Public holiday on 27 April in South Africa

Freedom Day is a public holiday in South Africa celebrated on 27 April. It commemorates the first post-apartheid elections held on that day in 1994 and the day on which the new constitution was introduced. The elections were the first national elections where everyone of voting age of over 18 from any race group, was allowed to vote.

It is one of the twelve public holidays determined by the Public Holidays Act (No. 36 of 1994).

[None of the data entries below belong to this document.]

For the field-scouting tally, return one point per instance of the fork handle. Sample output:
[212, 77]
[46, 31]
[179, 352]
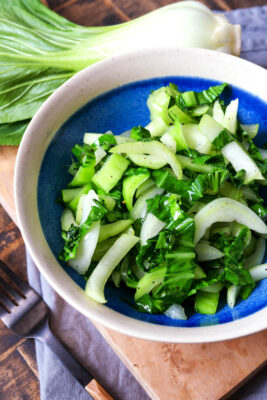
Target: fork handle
[95, 390]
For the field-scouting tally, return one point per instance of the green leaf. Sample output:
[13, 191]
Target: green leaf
[141, 134]
[73, 236]
[11, 134]
[223, 139]
[193, 99]
[260, 210]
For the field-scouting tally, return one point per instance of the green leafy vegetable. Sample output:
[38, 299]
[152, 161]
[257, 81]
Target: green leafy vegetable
[174, 225]
[45, 50]
[193, 99]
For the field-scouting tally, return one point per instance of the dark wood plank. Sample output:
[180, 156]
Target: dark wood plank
[19, 371]
[106, 12]
[18, 382]
[17, 356]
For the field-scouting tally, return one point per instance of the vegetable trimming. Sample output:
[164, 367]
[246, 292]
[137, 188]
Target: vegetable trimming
[181, 228]
[40, 50]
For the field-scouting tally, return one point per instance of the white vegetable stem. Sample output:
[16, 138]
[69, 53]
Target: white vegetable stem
[183, 24]
[239, 159]
[232, 293]
[96, 283]
[226, 210]
[257, 256]
[87, 245]
[205, 252]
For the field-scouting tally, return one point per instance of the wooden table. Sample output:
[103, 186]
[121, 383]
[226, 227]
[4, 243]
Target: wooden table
[18, 368]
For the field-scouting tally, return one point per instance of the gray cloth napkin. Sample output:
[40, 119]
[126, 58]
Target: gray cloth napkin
[81, 336]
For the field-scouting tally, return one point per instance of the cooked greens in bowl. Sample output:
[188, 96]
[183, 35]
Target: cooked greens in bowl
[112, 96]
[172, 210]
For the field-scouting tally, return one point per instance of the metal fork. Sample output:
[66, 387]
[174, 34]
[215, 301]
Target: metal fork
[24, 311]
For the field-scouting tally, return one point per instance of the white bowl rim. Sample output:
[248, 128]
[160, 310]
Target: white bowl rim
[58, 278]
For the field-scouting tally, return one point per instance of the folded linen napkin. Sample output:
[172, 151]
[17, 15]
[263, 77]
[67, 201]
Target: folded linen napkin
[78, 333]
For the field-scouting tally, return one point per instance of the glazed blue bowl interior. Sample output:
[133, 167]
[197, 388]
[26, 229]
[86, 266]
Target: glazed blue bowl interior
[118, 111]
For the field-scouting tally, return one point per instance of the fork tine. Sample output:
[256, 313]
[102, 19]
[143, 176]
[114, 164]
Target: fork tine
[8, 271]
[2, 311]
[5, 300]
[11, 290]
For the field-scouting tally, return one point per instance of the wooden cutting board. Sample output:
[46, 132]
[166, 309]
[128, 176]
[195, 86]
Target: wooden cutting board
[170, 371]
[166, 371]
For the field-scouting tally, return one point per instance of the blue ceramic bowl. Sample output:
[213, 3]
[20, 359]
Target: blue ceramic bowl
[119, 109]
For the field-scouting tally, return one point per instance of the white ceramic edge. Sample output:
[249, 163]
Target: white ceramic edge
[132, 67]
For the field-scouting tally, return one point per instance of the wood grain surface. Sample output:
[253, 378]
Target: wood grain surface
[178, 371]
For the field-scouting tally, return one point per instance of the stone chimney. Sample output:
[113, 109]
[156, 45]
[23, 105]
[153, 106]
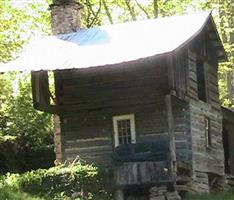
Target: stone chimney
[65, 16]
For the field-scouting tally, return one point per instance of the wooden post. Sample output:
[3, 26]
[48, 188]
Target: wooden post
[57, 140]
[119, 195]
[171, 133]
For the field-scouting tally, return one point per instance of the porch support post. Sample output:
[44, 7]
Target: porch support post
[171, 133]
[119, 195]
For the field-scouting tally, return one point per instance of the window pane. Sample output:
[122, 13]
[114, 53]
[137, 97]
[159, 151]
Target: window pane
[124, 131]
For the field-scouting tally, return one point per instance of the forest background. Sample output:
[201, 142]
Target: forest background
[26, 135]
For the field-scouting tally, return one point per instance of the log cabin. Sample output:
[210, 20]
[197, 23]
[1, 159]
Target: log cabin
[140, 99]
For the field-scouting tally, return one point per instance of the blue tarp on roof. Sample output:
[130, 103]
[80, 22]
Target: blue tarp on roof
[112, 44]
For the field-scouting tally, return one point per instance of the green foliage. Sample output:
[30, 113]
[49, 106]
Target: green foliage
[25, 134]
[19, 21]
[60, 182]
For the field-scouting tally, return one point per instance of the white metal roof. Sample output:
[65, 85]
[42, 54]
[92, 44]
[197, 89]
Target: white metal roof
[108, 45]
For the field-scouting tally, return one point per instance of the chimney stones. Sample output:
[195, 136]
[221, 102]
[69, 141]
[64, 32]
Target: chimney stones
[65, 16]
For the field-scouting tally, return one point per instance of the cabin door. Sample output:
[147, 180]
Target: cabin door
[124, 129]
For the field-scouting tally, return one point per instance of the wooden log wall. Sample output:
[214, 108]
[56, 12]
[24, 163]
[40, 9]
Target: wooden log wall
[90, 98]
[183, 141]
[205, 160]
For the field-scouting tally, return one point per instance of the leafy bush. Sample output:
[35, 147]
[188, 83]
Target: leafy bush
[79, 180]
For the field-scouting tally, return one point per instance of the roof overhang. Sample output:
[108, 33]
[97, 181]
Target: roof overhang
[114, 44]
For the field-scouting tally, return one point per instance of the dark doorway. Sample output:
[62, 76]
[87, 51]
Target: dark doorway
[226, 151]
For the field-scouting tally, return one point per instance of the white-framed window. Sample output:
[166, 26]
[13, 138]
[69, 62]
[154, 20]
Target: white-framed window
[124, 129]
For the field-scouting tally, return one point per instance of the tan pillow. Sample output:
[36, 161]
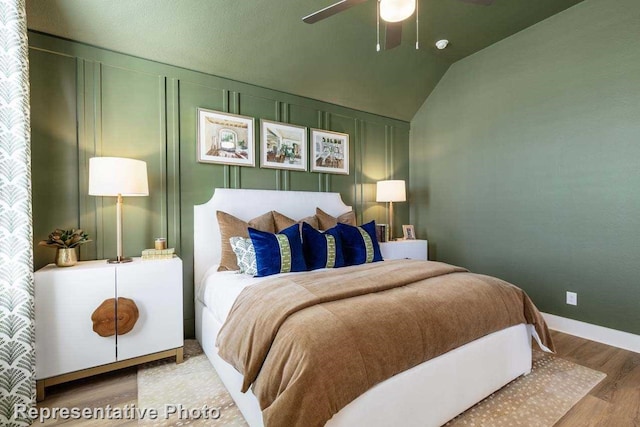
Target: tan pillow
[283, 221]
[326, 221]
[230, 226]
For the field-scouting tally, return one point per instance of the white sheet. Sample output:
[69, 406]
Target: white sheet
[219, 289]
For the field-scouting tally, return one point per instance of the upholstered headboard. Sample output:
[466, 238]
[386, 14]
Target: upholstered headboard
[246, 205]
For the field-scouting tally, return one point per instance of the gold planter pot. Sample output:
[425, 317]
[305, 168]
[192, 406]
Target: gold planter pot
[66, 257]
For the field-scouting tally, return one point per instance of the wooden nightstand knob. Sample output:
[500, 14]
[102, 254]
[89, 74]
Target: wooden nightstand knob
[108, 322]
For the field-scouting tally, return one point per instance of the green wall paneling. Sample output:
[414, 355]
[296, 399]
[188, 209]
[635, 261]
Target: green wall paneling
[524, 163]
[54, 160]
[131, 107]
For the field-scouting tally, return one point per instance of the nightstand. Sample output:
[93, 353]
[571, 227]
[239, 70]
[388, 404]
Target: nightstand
[75, 339]
[403, 249]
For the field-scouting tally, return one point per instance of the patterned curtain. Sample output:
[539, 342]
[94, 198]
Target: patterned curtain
[17, 354]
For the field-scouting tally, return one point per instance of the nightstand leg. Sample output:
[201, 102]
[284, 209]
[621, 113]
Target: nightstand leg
[40, 390]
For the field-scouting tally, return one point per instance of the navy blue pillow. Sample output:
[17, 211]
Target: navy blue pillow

On the first commemoration of the holiday, President Nelson Mandela addressed Parliament:

As a new dawn ushered in this day, the 27th of April 1994, few of us could suppress the welling of emotion, as we were reminded of the terrible past from which we come as a nation; the great possibilities that we now have; and the bright future that beckons us. And so we assemble here today, and in other parts of the country, to mark a historic day in the life of our nation. Wherever South Africans are across the globe, our hearts beat as one, as we renew our common loyalty to our country and our commitment to its future.

Freedom Day is an annual celebration held on 27 April in South Africa. The day reminds South Africans of the sacrifices made by individuals and nations to break them away from the chains of segregation by a select few. It reminds them of the efforts of their national heroes, particularly Nelson Mandela. He is regarded as a champion of freedom, not only in South Africa but the entire world. It is a day that not only marks the emancipation of South Africans from apartheid but also returned their essential human rights in 1994.